The storage industry, particularly in densely populated areas, often uses hybrid rental agreements that give rise to legal issues and can be very costly to an owner.
Ambiguous lease clauses can provide a predicate for a tenant’s overcharge claims, or defenses against an owner’s efforts to collect additional rent, or even base rent. The problem is exacerbated when a drafting ambiguity is repeated in numerous leases for the same property, and multiple tenants challenge the enforceability of the rental clause.
Such a situation arose in Citibank. N.A. v. 666 Fifth Avenue Limited Partnership, a New York case decided a few years ago. The main issue in Citibank was whether the escalation provisions allowed for a reduction in Citibank’s (the tenant’s) fixed rent when the real property taxes were reduced below the base-year amount.
Citibank entered into two leases for office space in New York City. The leases contained similar terms and included a paragraph stating the fixed rent would be adjusted to reflect fluctuations between annual real estate taxes and comparable taxes for the base year. The lease provided:
If the taxes payable for any tax year . . . shall represent an increase above or decrease below the base taxes, then the fixed rent for such tax year and continuing thereafter until a new tax statement is rendered to tenant shall be increased or decreased, as the case may be, by tenant’s share of such increase or decrease.
The tax-escalation adjustment formula was further addressed in the following paragraph:
[If ] as a result thereof a refund of taxes is actually received by or on behalf of landlord, then promptly after receipt of such refund, landlord shall send tenant a tax statement adjusting the taxes for such tax year and setting forth tenant’s share of such refund and tenant shall be entitled to receive such share by way of a credit against the fixed rent next becoming due after the sending of such tax statement; provided, however, that tenant’s share of such refund shall be limited to the amount, if any, which tenant had theretofore paid to landlord as increased fixed rent for such tax year.
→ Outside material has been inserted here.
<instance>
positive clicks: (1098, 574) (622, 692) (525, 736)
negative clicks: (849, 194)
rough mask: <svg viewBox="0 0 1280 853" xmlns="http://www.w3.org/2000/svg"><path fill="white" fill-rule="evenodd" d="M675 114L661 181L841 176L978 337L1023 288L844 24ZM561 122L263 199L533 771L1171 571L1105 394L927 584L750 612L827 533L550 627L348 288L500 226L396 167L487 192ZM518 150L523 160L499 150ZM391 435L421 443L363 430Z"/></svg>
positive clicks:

Citibank cited the first paragraph, arguing that the parties specifically contemplated and intended an actual reduction in fixed rent when taxes fall below the base-year amount. The landlord countered that the first paragraph could not be read alone. When considered in context with the limiting clause in the second paragraph, Citibank could only be entitled to a credit against escalations it had previously paid, and the base rent was never intended to be decreased.